I don’t use gmail so did a google and it seems that gmail does now (year 2022) offer a proper way to whitelist a sender – e.g. here

Administrator
Shoreham EGKA, United Kingdom

If you have configured SPF/DKIM/DMARC correctly, then the only reason I can think of is that your mail server IP may be blacklisted somewhere:
Check here:
https://www.dnsbl.info/
(most of these blacklist providers give instructions on how to remove your IP from their lists if it is a false positive)

If not, make sure you configure SPF/DKIM/DMARC correctly:
https://www.cloudflare.com/learning/email-security/dmarc-dkim-spf/

Last Edited by Dimme at 29 Nov 14:06
ESME, ESMS

SPF, I’ve been around many times and it should be right for *@euroga.org. DKIM likewise. DMARC, I have not played with.

But as you know none of this is clear cut. DKIM just proves the domain in the From: header has config access to the DNS record of that domain. I could set up iamaconman.com and send out emails with perfect SPF and perfect DKIM.
Nobody “real” should be dumping incoming emails because DKIM doesn’t match… what about a sender on gmail.com ??

Gmail has a long history of crap “rules” e.g. a one word email (to a long term established recipient) would be dumped every time, 2+ words would be ok. Only a committee which has way too many sofas could have come up with something that stupid

Administrator
Shoreham EGKA, United Kingdom

Google has just implemented a hard policy on requiring either SPF or DKIM. And it absolutely dumps everything else regardless of content or whether the sender is “whitelisted” which according to “various suggestions” (nobody actually knows) is done by setting up a folder for the sender.

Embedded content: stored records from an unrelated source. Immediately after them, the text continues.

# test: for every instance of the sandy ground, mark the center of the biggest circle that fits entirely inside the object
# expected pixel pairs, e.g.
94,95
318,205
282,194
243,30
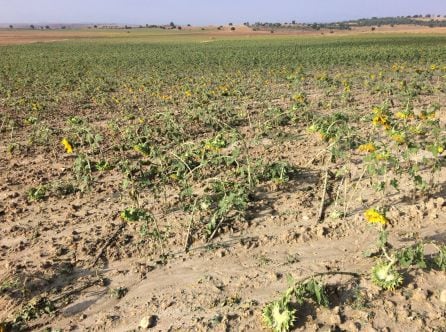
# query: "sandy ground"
53,245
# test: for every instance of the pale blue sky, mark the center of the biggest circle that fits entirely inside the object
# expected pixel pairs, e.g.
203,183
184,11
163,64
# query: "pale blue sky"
207,11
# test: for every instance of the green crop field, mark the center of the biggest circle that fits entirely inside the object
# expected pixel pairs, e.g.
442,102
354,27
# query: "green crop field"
157,151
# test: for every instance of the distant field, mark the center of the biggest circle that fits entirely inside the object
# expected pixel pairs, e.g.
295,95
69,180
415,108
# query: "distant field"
23,36
183,180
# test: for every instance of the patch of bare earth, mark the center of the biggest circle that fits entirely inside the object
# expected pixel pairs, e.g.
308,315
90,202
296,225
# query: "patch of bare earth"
76,250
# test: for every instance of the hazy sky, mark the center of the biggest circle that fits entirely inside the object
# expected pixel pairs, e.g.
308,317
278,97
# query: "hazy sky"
207,11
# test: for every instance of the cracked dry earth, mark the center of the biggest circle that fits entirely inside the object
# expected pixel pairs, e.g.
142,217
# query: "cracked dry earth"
76,251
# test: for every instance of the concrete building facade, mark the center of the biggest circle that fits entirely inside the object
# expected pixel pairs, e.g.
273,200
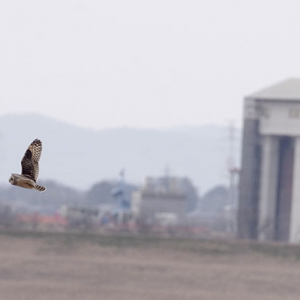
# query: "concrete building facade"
269,205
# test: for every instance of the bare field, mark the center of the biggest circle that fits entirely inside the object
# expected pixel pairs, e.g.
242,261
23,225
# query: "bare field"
60,266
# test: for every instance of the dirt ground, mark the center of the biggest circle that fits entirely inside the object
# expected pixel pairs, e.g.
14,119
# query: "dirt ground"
59,267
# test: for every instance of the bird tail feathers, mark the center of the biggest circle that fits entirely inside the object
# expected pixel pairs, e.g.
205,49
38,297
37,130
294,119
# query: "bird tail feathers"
40,188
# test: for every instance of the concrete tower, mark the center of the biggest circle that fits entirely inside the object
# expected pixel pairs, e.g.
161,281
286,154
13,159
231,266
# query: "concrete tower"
269,204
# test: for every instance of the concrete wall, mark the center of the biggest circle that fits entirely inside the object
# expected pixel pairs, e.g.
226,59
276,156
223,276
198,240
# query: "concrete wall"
249,181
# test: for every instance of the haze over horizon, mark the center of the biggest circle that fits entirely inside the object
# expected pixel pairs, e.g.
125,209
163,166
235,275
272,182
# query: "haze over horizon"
140,64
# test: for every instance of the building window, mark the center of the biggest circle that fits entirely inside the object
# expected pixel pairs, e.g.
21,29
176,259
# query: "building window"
294,113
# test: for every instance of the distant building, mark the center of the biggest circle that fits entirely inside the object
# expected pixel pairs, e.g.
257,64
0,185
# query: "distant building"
160,200
269,206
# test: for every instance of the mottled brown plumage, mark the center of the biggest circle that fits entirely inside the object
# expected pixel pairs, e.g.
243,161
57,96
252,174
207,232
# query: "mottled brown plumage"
30,168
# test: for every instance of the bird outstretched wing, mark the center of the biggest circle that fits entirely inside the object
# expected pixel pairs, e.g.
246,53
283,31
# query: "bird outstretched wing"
30,160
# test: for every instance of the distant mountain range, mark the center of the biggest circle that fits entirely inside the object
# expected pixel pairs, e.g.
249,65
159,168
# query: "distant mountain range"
79,157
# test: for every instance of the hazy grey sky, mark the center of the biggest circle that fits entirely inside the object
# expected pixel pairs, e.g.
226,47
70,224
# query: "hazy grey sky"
143,63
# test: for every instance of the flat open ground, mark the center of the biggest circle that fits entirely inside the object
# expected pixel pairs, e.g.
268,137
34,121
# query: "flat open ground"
58,266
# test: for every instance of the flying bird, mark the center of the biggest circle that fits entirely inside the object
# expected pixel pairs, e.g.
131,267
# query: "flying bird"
30,168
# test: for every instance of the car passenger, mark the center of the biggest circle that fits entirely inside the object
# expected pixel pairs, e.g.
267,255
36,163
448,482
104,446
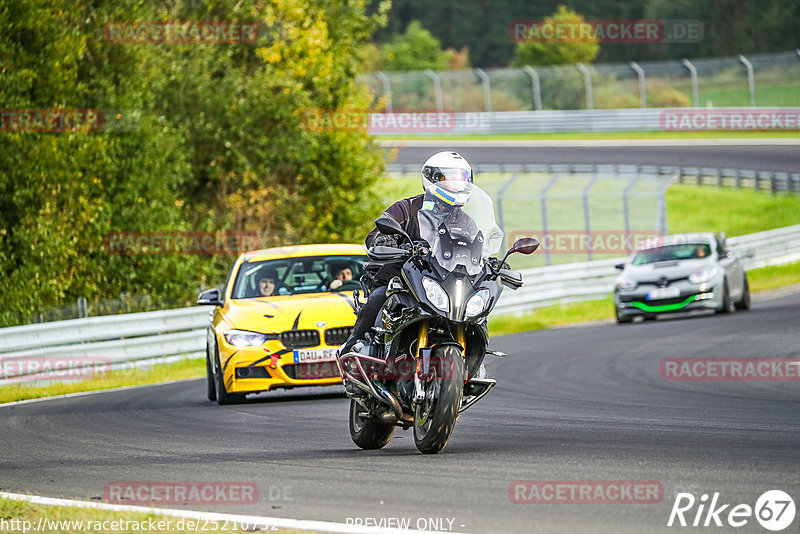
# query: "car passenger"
345,274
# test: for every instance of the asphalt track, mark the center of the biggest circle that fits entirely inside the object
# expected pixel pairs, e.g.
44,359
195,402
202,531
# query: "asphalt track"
580,403
757,155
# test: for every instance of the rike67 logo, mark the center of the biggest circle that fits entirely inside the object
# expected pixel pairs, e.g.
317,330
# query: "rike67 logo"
774,510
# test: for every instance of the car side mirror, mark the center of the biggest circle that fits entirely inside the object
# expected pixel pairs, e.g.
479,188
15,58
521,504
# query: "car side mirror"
209,297
387,225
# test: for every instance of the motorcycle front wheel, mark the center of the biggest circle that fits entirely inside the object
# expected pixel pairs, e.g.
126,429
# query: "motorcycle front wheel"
368,433
435,418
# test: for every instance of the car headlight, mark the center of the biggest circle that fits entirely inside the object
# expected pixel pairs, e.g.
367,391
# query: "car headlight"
626,283
435,294
477,303
243,338
703,275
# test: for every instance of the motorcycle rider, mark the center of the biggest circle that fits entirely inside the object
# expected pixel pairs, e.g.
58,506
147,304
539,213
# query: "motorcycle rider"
449,166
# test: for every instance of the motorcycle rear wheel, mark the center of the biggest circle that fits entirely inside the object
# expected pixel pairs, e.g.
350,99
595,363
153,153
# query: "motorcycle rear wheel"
435,418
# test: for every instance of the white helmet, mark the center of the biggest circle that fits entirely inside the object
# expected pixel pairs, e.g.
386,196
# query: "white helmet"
447,179
446,166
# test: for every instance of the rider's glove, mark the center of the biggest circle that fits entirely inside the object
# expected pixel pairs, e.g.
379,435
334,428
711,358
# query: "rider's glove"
383,240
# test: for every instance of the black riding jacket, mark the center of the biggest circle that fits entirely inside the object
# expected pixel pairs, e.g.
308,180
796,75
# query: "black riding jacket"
405,212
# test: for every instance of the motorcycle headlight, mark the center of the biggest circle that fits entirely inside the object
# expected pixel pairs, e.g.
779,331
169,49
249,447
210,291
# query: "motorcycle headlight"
243,338
477,303
435,294
703,275
626,283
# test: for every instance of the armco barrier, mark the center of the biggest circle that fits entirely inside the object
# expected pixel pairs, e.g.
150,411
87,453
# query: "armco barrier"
133,338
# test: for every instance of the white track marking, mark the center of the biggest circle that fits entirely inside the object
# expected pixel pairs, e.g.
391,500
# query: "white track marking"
94,392
265,523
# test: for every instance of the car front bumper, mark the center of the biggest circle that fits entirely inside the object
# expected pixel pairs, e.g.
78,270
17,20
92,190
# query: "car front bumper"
270,366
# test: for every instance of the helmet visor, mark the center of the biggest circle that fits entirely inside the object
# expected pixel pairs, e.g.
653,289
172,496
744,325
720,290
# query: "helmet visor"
452,174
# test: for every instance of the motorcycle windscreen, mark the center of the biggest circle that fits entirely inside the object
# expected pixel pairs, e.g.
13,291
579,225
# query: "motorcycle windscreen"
457,221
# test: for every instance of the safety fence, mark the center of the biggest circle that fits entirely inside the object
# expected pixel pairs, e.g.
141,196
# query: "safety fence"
755,80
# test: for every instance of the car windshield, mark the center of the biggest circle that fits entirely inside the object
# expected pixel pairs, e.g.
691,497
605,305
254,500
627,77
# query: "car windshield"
291,276
683,251
457,221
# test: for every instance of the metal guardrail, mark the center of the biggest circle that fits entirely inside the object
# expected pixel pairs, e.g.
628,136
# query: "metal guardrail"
130,339
756,180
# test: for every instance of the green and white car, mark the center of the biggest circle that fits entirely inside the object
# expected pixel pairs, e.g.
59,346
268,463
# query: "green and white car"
680,273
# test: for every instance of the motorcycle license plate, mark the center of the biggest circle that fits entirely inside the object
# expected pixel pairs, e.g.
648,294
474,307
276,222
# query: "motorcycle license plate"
664,293
315,355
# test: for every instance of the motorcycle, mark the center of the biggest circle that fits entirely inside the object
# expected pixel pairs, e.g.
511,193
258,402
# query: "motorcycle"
422,362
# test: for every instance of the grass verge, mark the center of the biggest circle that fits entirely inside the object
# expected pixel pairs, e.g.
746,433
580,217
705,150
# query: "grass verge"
193,368
546,317
23,516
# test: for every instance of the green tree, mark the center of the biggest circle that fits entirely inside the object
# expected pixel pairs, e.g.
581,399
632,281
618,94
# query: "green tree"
545,51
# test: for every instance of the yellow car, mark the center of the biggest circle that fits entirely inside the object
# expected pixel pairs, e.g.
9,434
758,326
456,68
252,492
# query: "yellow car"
280,318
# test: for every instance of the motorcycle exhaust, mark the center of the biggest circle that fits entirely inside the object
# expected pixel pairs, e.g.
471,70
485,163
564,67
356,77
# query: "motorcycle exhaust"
377,391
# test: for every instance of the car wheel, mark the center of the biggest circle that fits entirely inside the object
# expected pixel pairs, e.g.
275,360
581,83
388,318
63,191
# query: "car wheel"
211,388
727,306
744,302
620,318
223,397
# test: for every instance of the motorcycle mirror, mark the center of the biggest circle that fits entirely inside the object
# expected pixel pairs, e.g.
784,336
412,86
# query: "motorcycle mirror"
387,225
525,245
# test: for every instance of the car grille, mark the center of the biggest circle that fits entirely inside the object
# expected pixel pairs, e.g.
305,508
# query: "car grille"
311,370
658,302
337,336
298,339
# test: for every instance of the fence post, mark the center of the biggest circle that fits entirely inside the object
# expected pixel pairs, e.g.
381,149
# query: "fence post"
587,78
750,80
500,215
586,217
626,211
537,90
387,89
543,199
487,89
642,87
693,75
437,89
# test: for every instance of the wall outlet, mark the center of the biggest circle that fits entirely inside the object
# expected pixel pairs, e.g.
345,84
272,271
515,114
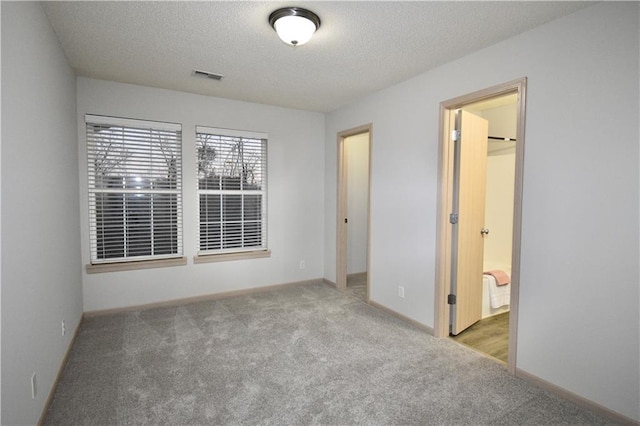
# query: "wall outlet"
33,386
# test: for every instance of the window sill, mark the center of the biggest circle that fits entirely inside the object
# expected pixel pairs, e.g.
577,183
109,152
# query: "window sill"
130,266
208,258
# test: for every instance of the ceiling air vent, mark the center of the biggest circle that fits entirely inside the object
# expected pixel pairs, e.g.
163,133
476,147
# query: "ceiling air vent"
206,74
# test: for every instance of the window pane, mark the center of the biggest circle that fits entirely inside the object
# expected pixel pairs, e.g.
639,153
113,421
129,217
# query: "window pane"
135,189
231,171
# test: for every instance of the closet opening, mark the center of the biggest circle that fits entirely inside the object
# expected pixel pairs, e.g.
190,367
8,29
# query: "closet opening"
354,160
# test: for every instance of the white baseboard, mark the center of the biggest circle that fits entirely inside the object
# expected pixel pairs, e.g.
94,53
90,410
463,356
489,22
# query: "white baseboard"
580,401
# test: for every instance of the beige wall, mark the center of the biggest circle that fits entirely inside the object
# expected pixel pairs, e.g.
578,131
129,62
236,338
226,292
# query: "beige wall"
500,186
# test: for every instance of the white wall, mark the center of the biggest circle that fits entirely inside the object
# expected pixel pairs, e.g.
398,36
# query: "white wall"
501,161
41,281
579,300
295,194
357,153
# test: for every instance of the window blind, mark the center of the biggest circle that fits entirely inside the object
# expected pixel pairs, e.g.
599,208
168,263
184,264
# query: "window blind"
135,189
232,190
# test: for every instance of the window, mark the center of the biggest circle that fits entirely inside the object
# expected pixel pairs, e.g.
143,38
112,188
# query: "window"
135,189
232,190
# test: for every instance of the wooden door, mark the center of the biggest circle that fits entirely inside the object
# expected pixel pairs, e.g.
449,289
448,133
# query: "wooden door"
471,159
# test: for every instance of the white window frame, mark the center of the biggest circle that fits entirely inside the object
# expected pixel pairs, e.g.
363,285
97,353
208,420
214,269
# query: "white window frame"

This is dumb but google owns the world now and most people use gmail so they got you by the balls. SPF is impossible to fix once and for all time but most domain hosting services which offer email sending also offer free DKIM.

Administrator
Shoreham EGKA, United Kingdom

Peter wrote:

most people use gmail

I use gmail as a spam filter when I have to register something unimportant, I use gmail. Later on when they start to send ads or when this address is leaked, no harm is done because this mail account is mainly useless to me. I really feel sorry for people who use gmail as their primary email account.